Mientras tanto, el navío perteneciente a la fundación colombo-italiana Monte Tabor, que surca el litoral regularmente, desencalla y se ancla frente a Isla Mono. Ahora aguarda la marea para zarpar nuevamente hacia Docordó, la cabecera municipal.
«A esas parteras les faltan guantes, tapabocas, medicamentos contra las hemorragias», deplora el etnoeducador del San Raffaele, Óscar Arley Gómez.
Caycedo lamenta no poder acudir al día siguiente a la formación médica que ofrece este sabio de 70 años. Aprender de él podría ser un alivio ante el cansancio que lleva a cuestas.
«Quiero abandonar porque es muy duro (…), pero la gente aquí me dice que no, que tengo que seguir», señala.
– Desembarco inesperado –
Decididos a no quedarse de brazos cruzados, algunos médicos desembarcaron en la isla tras llegar en chalupa. Aterrados, recorrieron este pueblo de humildes moradas multicolores y calles «pavimentadas» con enormes troncos que evitan embarrarse del lodo que dejan los aguaceros tropicales.
Pero es imposible evitar el olor de las cloacas estancadas entre los pilotes, los nidos de mosquitos portadores de malaria escondidos bajo las casuchas de madera o el hedor a alcantarilla de los canales que las atraviesan. En todas partes enormes tanques de plástico azul aguardan la lluvia, la única fuente de agua de Isla Mono.
Tuvimos «un verano de un mes y nos tocó tomar esta agua del río que está totalmente contaminada y se enfermó mucha gente», deplora Ana Milena Copete, de 29 años. Ella es una de los cinco profesores de la isla, donde estudian 113 niños.
Algunos vienen en canoa desde aldeas diseminadas en los manglares o sobre las riberas del San Juan, contaminado por los desechos químicos que dejan la elaboración de cocaína y las minas de oro clandestinas.
«La situación me parece muy crítica (…) Es un lugar muy remoto, tanto que hay muchos que ni siquiera saben que Isla Mono existe», ironiza la educadora. Sacudiendo sus largos bucles castaños, enuncia otra de sus «principales necesidades»: un puesto de salud.

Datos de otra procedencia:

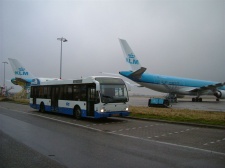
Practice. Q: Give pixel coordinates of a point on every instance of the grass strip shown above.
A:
(179, 115)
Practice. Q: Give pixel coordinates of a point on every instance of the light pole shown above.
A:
(4, 89)
(62, 40)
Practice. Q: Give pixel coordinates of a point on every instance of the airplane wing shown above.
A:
(23, 80)
(208, 87)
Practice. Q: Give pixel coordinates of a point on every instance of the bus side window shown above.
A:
(76, 92)
(61, 92)
(69, 92)
(83, 96)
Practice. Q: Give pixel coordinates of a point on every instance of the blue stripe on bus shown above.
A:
(69, 111)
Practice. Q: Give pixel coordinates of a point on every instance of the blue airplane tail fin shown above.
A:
(19, 70)
(130, 57)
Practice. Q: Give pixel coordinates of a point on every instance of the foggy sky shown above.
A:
(184, 38)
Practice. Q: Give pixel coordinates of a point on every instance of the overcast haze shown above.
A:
(184, 38)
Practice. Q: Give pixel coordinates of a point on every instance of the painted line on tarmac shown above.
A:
(129, 136)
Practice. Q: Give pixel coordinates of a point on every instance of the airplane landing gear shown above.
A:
(196, 99)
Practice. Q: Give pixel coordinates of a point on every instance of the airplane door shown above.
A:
(54, 98)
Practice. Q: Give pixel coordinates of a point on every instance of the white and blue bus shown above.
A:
(91, 97)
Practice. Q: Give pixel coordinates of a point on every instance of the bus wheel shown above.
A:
(42, 107)
(77, 113)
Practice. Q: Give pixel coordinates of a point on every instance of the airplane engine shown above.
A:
(220, 94)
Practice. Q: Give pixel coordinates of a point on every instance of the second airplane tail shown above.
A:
(131, 59)
(19, 70)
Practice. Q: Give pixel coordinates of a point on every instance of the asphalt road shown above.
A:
(58, 140)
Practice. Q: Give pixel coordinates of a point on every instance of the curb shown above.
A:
(180, 123)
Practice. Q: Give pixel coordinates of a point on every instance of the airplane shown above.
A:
(174, 86)
(23, 77)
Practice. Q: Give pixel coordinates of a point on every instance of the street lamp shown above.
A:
(4, 74)
(62, 40)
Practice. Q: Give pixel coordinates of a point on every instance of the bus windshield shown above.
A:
(112, 90)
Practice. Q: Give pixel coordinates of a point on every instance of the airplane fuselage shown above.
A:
(176, 85)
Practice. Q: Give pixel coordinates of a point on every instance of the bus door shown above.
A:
(54, 98)
(91, 98)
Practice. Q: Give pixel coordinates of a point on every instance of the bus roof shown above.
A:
(90, 79)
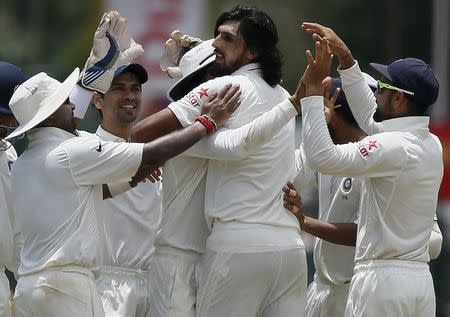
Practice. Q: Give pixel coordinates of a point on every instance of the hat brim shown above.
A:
(382, 69)
(49, 105)
(136, 69)
(5, 110)
(185, 85)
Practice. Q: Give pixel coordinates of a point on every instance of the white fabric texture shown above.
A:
(268, 284)
(395, 218)
(339, 199)
(5, 310)
(225, 179)
(391, 288)
(124, 292)
(324, 300)
(11, 239)
(174, 288)
(56, 205)
(68, 292)
(128, 222)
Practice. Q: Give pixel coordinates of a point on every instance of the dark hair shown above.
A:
(260, 35)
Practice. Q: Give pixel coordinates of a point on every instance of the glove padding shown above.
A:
(174, 49)
(112, 48)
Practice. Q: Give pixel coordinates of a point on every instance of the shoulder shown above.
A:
(385, 143)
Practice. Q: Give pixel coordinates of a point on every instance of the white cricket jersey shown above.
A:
(339, 199)
(183, 223)
(11, 239)
(246, 190)
(54, 191)
(402, 169)
(128, 222)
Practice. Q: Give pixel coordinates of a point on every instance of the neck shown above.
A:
(348, 133)
(120, 130)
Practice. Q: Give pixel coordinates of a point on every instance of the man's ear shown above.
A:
(97, 100)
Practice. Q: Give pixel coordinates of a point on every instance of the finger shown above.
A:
(224, 90)
(318, 51)
(309, 58)
(289, 206)
(151, 179)
(335, 96)
(213, 97)
(316, 37)
(234, 102)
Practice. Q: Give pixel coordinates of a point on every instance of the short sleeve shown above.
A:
(92, 161)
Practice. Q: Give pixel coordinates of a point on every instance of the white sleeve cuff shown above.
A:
(81, 98)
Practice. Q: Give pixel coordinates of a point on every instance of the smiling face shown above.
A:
(230, 48)
(122, 102)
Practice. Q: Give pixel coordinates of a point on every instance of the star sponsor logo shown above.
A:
(366, 147)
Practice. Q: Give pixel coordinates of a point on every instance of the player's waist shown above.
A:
(122, 271)
(189, 256)
(396, 265)
(69, 269)
(248, 237)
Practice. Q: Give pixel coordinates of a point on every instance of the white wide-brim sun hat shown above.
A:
(191, 63)
(38, 98)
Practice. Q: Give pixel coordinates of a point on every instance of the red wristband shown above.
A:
(208, 123)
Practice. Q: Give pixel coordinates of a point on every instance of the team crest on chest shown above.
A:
(346, 185)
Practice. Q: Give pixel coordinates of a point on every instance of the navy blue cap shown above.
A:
(413, 75)
(136, 69)
(10, 77)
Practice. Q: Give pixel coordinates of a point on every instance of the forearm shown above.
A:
(155, 126)
(236, 144)
(160, 150)
(337, 233)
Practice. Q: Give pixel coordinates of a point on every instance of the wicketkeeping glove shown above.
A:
(174, 48)
(112, 48)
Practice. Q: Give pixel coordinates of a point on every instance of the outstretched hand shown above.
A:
(335, 43)
(221, 105)
(112, 48)
(293, 201)
(318, 69)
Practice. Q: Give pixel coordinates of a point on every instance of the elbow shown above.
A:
(137, 135)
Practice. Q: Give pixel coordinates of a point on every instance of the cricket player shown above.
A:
(400, 162)
(127, 237)
(182, 236)
(11, 239)
(255, 250)
(339, 198)
(61, 173)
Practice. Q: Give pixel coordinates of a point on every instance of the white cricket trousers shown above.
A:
(124, 292)
(324, 300)
(68, 291)
(5, 310)
(391, 288)
(251, 280)
(174, 288)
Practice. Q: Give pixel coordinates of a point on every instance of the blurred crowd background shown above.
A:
(55, 36)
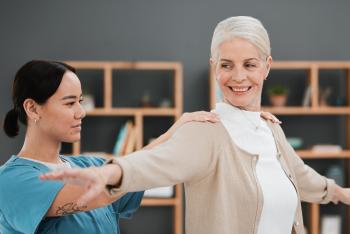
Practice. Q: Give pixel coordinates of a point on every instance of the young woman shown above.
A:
(46, 98)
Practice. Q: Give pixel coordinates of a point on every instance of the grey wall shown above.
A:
(159, 30)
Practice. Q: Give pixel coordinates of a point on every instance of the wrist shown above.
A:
(113, 174)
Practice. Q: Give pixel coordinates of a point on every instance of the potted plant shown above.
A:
(278, 95)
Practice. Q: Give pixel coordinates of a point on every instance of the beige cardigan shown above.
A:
(222, 191)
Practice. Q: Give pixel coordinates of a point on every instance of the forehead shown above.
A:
(70, 85)
(238, 48)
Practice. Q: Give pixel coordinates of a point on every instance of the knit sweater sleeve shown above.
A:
(189, 155)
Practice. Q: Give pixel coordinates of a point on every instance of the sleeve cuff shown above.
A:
(330, 190)
(123, 186)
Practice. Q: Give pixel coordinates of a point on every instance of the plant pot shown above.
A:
(278, 100)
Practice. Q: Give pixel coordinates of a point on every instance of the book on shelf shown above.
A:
(327, 148)
(130, 144)
(162, 192)
(121, 141)
(307, 96)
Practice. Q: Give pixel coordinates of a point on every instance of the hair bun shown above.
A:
(11, 127)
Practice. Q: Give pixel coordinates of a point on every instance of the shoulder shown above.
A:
(206, 129)
(17, 167)
(85, 161)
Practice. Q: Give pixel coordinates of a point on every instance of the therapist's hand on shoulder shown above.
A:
(341, 195)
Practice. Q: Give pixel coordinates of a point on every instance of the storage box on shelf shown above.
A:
(110, 105)
(315, 74)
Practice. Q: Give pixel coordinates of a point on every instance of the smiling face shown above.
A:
(240, 72)
(61, 115)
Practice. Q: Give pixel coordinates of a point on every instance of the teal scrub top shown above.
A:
(25, 199)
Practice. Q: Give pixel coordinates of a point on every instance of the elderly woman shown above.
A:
(240, 175)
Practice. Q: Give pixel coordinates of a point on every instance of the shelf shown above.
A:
(159, 202)
(307, 110)
(309, 154)
(132, 111)
(297, 65)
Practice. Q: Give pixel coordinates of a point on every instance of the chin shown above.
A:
(72, 139)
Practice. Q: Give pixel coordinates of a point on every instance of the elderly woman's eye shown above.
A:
(224, 65)
(250, 65)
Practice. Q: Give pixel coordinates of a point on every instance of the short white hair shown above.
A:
(244, 27)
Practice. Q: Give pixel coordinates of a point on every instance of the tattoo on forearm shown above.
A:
(69, 208)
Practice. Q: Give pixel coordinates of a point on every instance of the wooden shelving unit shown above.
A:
(312, 69)
(138, 114)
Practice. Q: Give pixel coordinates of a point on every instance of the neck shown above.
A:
(256, 108)
(38, 147)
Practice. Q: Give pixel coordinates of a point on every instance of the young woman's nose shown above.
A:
(80, 112)
(238, 75)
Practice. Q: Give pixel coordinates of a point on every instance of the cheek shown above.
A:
(222, 77)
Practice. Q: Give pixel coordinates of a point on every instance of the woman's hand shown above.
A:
(269, 116)
(341, 195)
(198, 116)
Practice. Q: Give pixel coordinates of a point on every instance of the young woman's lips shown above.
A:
(240, 90)
(77, 127)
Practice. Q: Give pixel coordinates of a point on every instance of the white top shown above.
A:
(53, 166)
(251, 133)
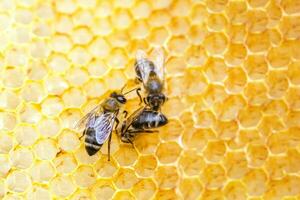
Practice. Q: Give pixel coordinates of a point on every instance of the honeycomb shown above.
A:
(233, 77)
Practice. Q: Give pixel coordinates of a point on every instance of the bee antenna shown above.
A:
(130, 91)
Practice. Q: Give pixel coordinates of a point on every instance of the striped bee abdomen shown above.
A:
(149, 119)
(91, 145)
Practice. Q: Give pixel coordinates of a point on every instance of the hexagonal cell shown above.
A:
(214, 151)
(213, 176)
(171, 131)
(236, 165)
(215, 44)
(166, 177)
(236, 80)
(84, 176)
(45, 149)
(144, 189)
(125, 178)
(18, 181)
(62, 186)
(42, 171)
(257, 155)
(277, 83)
(146, 143)
(146, 165)
(21, 158)
(191, 163)
(190, 188)
(126, 155)
(256, 94)
(65, 163)
(168, 152)
(236, 11)
(256, 182)
(235, 190)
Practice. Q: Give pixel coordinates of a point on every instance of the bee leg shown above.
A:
(108, 146)
(139, 95)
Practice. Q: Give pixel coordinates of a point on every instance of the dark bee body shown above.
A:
(152, 76)
(142, 120)
(99, 123)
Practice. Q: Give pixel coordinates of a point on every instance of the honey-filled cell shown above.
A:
(231, 78)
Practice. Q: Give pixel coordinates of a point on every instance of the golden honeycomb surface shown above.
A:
(233, 83)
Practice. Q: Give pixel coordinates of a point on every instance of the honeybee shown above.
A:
(143, 120)
(151, 74)
(98, 123)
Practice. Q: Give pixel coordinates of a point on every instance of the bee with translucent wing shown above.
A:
(151, 74)
(99, 122)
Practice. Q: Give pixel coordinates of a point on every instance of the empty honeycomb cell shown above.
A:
(64, 163)
(179, 26)
(177, 45)
(62, 186)
(33, 92)
(121, 19)
(79, 56)
(279, 56)
(5, 165)
(126, 155)
(84, 176)
(21, 158)
(226, 130)
(13, 77)
(236, 80)
(168, 152)
(126, 195)
(191, 163)
(125, 178)
(145, 165)
(213, 176)
(262, 46)
(277, 83)
(236, 11)
(166, 177)
(9, 99)
(55, 85)
(18, 181)
(215, 44)
(250, 116)
(45, 149)
(29, 113)
(292, 164)
(233, 104)
(256, 67)
(61, 43)
(289, 27)
(68, 140)
(144, 189)
(216, 22)
(214, 151)
(257, 155)
(235, 190)
(256, 93)
(293, 98)
(171, 131)
(190, 188)
(236, 164)
(102, 191)
(42, 171)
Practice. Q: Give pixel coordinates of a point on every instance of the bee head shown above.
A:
(119, 97)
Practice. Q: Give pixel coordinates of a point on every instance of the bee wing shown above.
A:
(104, 126)
(89, 118)
(159, 62)
(133, 116)
(141, 58)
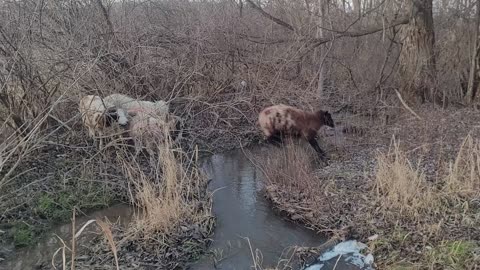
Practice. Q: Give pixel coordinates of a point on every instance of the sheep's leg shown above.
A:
(275, 139)
(138, 147)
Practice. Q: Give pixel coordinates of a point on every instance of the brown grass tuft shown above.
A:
(401, 185)
(463, 177)
(289, 165)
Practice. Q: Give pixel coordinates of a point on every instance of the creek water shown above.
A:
(245, 223)
(243, 213)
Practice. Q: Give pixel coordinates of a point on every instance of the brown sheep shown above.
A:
(280, 120)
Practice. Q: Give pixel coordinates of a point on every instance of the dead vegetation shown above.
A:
(171, 223)
(218, 64)
(423, 206)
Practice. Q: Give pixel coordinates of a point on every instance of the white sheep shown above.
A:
(149, 132)
(97, 115)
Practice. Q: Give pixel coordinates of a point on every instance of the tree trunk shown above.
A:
(417, 59)
(473, 77)
(320, 53)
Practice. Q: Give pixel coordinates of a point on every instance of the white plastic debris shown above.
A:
(350, 252)
(373, 237)
(315, 267)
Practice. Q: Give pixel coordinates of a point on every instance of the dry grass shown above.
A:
(425, 222)
(402, 186)
(164, 196)
(107, 232)
(463, 177)
(291, 165)
(170, 199)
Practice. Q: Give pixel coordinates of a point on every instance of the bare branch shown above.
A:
(270, 17)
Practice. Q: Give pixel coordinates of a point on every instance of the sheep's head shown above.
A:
(111, 116)
(326, 118)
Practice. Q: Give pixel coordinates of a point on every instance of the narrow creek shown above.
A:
(242, 212)
(245, 222)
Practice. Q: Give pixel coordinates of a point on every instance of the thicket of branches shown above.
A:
(197, 53)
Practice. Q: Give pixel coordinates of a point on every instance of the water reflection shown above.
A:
(242, 212)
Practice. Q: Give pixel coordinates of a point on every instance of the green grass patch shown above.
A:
(22, 234)
(58, 207)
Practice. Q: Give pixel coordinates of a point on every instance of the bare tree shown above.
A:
(417, 60)
(473, 77)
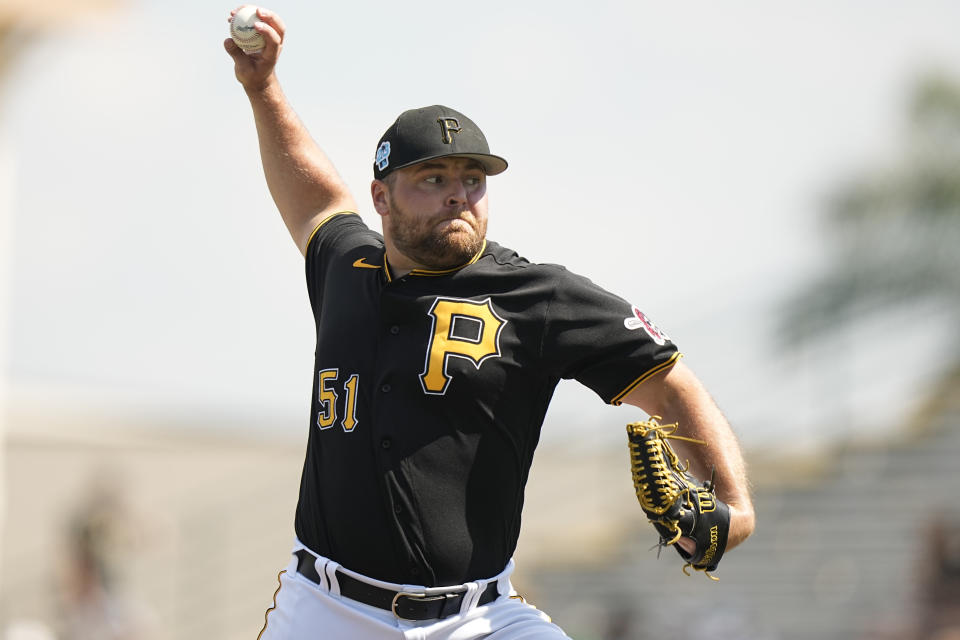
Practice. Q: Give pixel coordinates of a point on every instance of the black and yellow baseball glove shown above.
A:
(676, 502)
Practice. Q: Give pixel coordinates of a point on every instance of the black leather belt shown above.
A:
(403, 604)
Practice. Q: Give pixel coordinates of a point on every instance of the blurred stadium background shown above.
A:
(159, 505)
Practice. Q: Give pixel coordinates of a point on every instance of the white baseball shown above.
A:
(242, 31)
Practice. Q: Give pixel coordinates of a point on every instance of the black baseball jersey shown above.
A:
(429, 392)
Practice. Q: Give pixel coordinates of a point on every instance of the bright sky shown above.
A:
(676, 153)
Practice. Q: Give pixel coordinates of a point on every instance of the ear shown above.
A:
(381, 197)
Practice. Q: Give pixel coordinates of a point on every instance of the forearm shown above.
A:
(678, 397)
(303, 182)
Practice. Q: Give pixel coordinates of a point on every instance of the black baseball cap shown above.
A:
(433, 132)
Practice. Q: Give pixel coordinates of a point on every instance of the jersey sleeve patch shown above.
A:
(639, 320)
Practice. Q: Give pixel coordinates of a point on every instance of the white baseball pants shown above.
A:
(304, 610)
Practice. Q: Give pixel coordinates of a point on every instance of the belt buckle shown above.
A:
(447, 596)
(408, 594)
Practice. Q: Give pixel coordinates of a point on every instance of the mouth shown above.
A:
(454, 224)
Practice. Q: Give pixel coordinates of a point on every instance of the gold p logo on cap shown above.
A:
(448, 126)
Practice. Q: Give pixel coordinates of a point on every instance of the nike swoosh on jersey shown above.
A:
(362, 264)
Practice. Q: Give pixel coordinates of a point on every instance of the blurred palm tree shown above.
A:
(895, 230)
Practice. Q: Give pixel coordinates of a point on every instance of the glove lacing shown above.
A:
(656, 487)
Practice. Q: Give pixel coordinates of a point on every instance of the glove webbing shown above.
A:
(653, 463)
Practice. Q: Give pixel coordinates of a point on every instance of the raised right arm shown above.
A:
(303, 182)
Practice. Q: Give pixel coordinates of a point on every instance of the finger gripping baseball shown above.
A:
(674, 501)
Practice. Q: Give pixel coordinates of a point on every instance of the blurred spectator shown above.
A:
(95, 606)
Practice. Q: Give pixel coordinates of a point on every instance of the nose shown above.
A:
(457, 195)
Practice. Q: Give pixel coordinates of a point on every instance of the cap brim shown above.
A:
(492, 165)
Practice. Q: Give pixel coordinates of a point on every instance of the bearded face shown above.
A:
(437, 241)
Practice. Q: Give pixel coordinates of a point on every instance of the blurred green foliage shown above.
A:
(894, 229)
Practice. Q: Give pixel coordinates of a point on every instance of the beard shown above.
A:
(434, 242)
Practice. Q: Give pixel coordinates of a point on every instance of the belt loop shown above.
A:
(470, 598)
(330, 570)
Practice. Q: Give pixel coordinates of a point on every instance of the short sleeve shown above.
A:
(334, 237)
(601, 340)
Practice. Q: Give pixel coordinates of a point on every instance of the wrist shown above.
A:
(742, 523)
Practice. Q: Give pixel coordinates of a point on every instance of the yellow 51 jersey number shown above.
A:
(328, 386)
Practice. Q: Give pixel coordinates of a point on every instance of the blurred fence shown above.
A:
(185, 531)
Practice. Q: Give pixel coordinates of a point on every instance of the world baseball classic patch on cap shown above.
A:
(433, 132)
(639, 320)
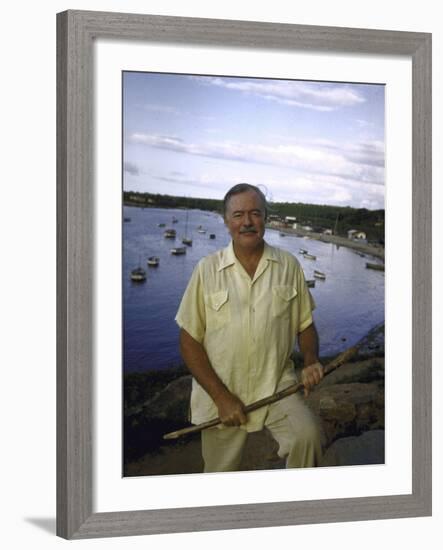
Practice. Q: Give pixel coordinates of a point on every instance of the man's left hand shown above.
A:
(311, 376)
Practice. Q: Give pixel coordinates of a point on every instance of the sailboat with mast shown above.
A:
(186, 240)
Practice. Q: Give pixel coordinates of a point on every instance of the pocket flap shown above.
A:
(217, 299)
(285, 292)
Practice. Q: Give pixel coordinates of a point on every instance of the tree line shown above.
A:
(339, 219)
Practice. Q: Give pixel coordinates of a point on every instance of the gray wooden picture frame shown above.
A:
(76, 32)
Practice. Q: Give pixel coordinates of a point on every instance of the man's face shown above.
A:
(245, 220)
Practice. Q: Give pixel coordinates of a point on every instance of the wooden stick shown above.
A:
(339, 360)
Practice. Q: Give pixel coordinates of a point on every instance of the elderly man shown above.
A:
(240, 316)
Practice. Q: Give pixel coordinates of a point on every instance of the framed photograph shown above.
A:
(141, 99)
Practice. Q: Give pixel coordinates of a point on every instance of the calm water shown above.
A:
(349, 302)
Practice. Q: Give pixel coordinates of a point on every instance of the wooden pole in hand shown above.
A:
(339, 360)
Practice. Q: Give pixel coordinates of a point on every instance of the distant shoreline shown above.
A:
(377, 251)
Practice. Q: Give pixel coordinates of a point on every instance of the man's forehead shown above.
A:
(245, 199)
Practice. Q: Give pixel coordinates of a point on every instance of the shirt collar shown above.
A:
(228, 257)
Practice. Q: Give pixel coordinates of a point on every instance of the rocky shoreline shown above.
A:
(349, 403)
(377, 251)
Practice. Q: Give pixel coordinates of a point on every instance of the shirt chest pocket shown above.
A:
(218, 310)
(282, 300)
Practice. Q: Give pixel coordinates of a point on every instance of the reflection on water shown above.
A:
(349, 302)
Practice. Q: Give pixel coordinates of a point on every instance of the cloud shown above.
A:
(363, 162)
(166, 109)
(131, 168)
(307, 95)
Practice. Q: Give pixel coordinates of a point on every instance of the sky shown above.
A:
(299, 141)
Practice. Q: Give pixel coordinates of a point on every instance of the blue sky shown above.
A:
(300, 141)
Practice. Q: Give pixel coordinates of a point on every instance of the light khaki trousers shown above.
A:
(291, 424)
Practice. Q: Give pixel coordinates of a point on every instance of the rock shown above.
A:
(348, 409)
(369, 370)
(368, 448)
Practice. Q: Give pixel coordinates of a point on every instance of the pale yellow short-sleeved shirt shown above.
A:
(248, 327)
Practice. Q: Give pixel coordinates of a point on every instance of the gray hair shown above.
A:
(242, 188)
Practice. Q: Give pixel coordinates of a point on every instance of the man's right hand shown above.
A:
(231, 410)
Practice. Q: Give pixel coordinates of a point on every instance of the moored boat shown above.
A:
(319, 274)
(138, 275)
(153, 261)
(178, 250)
(187, 240)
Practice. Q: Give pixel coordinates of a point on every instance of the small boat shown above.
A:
(138, 275)
(186, 240)
(153, 261)
(378, 267)
(319, 274)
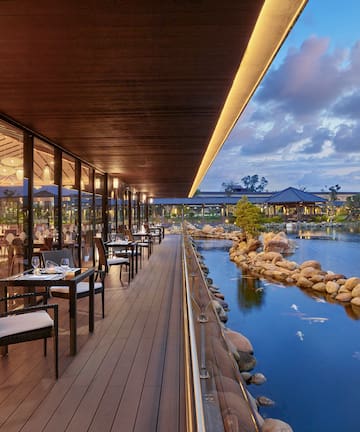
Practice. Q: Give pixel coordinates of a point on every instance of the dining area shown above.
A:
(125, 372)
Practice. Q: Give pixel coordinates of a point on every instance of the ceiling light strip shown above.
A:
(275, 21)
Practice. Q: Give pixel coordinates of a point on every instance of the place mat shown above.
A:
(30, 276)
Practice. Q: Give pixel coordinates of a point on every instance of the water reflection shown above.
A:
(250, 291)
(302, 339)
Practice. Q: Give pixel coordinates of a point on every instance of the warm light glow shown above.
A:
(6, 171)
(20, 174)
(273, 25)
(12, 161)
(46, 174)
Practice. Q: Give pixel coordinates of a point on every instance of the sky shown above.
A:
(302, 126)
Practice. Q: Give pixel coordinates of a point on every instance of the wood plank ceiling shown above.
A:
(133, 87)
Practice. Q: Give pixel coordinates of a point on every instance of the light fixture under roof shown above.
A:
(12, 161)
(6, 170)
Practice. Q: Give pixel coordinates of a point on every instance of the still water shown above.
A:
(308, 349)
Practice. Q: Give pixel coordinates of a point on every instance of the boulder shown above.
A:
(288, 265)
(303, 282)
(246, 361)
(355, 301)
(356, 291)
(332, 287)
(240, 341)
(278, 243)
(235, 412)
(270, 256)
(320, 286)
(333, 276)
(344, 296)
(274, 425)
(265, 401)
(258, 378)
(309, 271)
(351, 283)
(311, 263)
(317, 278)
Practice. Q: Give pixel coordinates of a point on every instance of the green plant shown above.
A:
(248, 217)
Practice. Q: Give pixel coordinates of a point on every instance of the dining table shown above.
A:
(31, 281)
(146, 237)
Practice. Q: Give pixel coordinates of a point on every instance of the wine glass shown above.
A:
(35, 262)
(65, 263)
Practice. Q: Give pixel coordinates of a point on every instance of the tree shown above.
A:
(253, 184)
(353, 205)
(249, 184)
(230, 187)
(333, 192)
(248, 217)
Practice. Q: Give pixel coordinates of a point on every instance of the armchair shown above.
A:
(29, 323)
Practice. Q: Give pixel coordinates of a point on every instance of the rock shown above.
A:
(207, 229)
(355, 301)
(258, 378)
(265, 401)
(278, 243)
(302, 282)
(343, 289)
(235, 413)
(309, 271)
(317, 278)
(246, 361)
(344, 296)
(288, 265)
(332, 287)
(220, 311)
(356, 291)
(246, 376)
(311, 263)
(351, 283)
(270, 256)
(253, 245)
(274, 425)
(320, 286)
(333, 277)
(240, 341)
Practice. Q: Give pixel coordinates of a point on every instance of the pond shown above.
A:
(308, 349)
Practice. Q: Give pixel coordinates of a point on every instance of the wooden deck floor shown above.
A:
(127, 376)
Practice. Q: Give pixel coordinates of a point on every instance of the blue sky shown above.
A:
(302, 126)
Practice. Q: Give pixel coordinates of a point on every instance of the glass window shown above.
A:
(87, 216)
(12, 199)
(70, 206)
(45, 197)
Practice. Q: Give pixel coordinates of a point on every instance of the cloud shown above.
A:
(310, 79)
(346, 139)
(302, 126)
(348, 106)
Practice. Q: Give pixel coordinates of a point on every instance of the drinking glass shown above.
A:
(35, 262)
(65, 263)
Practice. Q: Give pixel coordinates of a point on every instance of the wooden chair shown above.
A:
(105, 263)
(143, 244)
(82, 288)
(30, 323)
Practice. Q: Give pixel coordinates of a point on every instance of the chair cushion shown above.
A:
(81, 287)
(118, 260)
(14, 324)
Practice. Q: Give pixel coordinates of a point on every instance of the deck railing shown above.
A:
(208, 357)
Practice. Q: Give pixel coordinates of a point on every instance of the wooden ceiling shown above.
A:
(134, 87)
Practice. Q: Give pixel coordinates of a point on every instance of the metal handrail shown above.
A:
(190, 344)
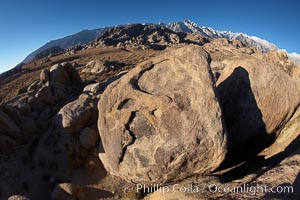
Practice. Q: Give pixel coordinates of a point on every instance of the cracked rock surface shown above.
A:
(161, 122)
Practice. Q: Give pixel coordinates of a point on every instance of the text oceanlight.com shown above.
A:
(214, 188)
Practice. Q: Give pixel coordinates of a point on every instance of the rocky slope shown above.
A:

En un abrir y cerrar de ojos, los médicos del San Raffaele, ayudados por la comunidad, improvisan un dispensario en la nueva escuela de concreto, aún sin inaugurar, que colinda con los viejos salones de madera.
– Dispensario improvisado –
La ginecóloga se instala en una sala; dos médicos generales, una pediatra y un cirujano pediátrico, en otra. Ya hay fila de espera. Comienzan las consultas.
Durley Maya recibe a una madre de 24 años y cinco hijos deseosa de subir al barco para hacerse «cancelar», es decir, esterilizarse por medio de una ligadura de las trompas. Otras preguntan por un implante anticonceptivo.
La doctora ausculta a la joven paciente de Caycedo. Duda de que su embarazo esté tan avanzado: «Tu bebecito está muy pequeñito», pero «su corazoncito late bien», le dice para tranquilizarla antes de invitarla a subirse al San Raffaele para hacerse exámenes más avanzados.
El análisis de sangre confirmará la anemia y la ecografía evidenciará que es un niño, pero mostrará un embarazo de 31 semanas, en lugar de las 35 anunciadas por la futura madre, que bajará del barco cargada con vitaminas.
Su amiga Karol González, de 19 años, lleva tres meses de embarazo. «Todavía no he visto un médico porque aquí no hay ningún puesto de salud. Y de la comunidad es muy difícil trasladarse porque uno no tiene plata para comprar el combustible», explica, emocionada, al descubrir en la pantalla a su cría, aún minúscula.
La joven prevé dar a luz con Marciana porque no tiene el dinero para viajar por río a Buenaventura.
«Me da miedo porque soy primeriza y tengo ese miedo (…) de desangrarme», admite la menuda Karol, con mirada ansiosa. Aunque cansadas, las manos de Marciana estarán atentas.